In January 2002, I was asked to give an opening talk and performance for NAMM, the annual trade show for makers and sellers of musical instruments. What I did was create a rhythmic beat by making the most extreme funny faces I could in quick succession. A computer was watching my face through a digital camera and generating varied opprobrious percussive sounds according to which funny face it recognized. Keeping a rhythm with your face is a new, strange trick. It tickles while you do it. We should expect a generation of kids to adopt the practice en masse any year now.
This is the sort of deceptively silly event that should be taken seriously as an indicator of technological change. My sense is that by the end of this decade, pattern-recognition tasks like facial tracking will become commonplace. On one level, this means we have to rethink policy related to privacy, since hypothetically a network of security cameras could automatically determine where everyone is and what faces they are making, but there are many other extraordinary possibilities. Imagine that your avatar in Second Life (or better yet, in fully realized, immersive virtual reality) was conveying the subtleties of your facial expressions at every moment. Wouldn’t that lead to a splendid new outpouring of creative interpersonal energy?

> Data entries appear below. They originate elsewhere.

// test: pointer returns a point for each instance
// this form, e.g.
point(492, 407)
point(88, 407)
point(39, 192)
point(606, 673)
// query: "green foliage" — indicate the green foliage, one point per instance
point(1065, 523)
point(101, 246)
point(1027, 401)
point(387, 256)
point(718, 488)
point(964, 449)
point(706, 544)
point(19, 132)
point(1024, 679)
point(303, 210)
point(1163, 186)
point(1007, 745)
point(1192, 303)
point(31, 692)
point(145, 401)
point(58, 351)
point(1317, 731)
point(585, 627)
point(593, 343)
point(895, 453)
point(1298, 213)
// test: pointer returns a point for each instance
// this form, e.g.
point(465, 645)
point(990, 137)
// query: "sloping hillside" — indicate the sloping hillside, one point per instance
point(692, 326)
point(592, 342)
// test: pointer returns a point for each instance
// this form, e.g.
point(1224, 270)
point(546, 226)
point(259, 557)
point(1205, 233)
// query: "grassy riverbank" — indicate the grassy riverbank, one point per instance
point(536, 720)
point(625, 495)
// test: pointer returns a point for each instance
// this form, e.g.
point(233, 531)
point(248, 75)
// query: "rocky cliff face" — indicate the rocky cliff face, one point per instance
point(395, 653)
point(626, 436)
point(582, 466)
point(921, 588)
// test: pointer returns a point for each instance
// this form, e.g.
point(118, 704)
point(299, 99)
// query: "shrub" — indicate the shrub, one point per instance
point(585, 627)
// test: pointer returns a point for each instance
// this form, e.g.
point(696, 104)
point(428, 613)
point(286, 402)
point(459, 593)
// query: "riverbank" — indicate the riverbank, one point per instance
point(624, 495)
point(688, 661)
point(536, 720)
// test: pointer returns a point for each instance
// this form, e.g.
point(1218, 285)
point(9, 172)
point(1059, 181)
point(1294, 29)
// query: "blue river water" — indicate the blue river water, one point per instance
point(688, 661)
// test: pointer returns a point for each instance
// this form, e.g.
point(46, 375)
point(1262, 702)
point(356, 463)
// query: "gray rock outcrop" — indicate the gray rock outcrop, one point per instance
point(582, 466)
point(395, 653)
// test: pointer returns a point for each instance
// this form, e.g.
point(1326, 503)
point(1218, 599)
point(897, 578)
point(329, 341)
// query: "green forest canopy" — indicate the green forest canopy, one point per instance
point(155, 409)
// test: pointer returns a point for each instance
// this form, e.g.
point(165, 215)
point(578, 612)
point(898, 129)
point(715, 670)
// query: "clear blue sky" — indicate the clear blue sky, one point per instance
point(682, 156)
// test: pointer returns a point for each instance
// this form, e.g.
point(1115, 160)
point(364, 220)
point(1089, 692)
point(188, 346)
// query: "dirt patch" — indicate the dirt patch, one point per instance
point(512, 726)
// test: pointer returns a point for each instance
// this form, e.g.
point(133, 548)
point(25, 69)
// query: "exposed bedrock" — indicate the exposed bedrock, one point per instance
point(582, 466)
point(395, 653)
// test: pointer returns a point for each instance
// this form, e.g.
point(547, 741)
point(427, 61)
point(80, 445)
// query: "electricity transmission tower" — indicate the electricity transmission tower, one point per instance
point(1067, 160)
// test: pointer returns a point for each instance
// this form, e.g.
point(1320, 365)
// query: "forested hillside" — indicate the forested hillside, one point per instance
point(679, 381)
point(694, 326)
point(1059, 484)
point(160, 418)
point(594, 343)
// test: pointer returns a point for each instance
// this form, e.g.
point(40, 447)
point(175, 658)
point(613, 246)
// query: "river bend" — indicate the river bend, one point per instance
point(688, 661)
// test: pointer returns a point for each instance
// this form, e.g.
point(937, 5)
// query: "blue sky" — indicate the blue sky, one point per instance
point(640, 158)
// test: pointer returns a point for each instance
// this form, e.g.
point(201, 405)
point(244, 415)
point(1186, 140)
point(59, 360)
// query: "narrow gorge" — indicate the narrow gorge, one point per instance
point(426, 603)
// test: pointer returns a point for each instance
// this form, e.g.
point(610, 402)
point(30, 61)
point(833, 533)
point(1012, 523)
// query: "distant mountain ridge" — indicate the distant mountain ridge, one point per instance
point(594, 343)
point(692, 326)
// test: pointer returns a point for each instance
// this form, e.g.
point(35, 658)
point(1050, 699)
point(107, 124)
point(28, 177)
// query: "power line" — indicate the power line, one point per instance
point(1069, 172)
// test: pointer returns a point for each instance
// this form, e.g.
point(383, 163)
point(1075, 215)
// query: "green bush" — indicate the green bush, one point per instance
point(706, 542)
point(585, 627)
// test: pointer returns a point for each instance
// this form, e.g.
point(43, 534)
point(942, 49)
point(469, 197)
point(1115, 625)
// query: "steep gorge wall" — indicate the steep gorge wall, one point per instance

A deeper meaning for me is that science is gaining an ability to use formal descriptions of ideas like metaphor and similarity that were previously reserved for artists and poets (see Jaron’s World: Computer Evolution for possible implications regarding the future of scientific simulations). Having explicit, rigorous ways to describe the kinds of processes that go on inside brains will bring us closer to a scientific understanding of ourselves. Indeed, pattern-recognition technology and neuroscience are growing up together.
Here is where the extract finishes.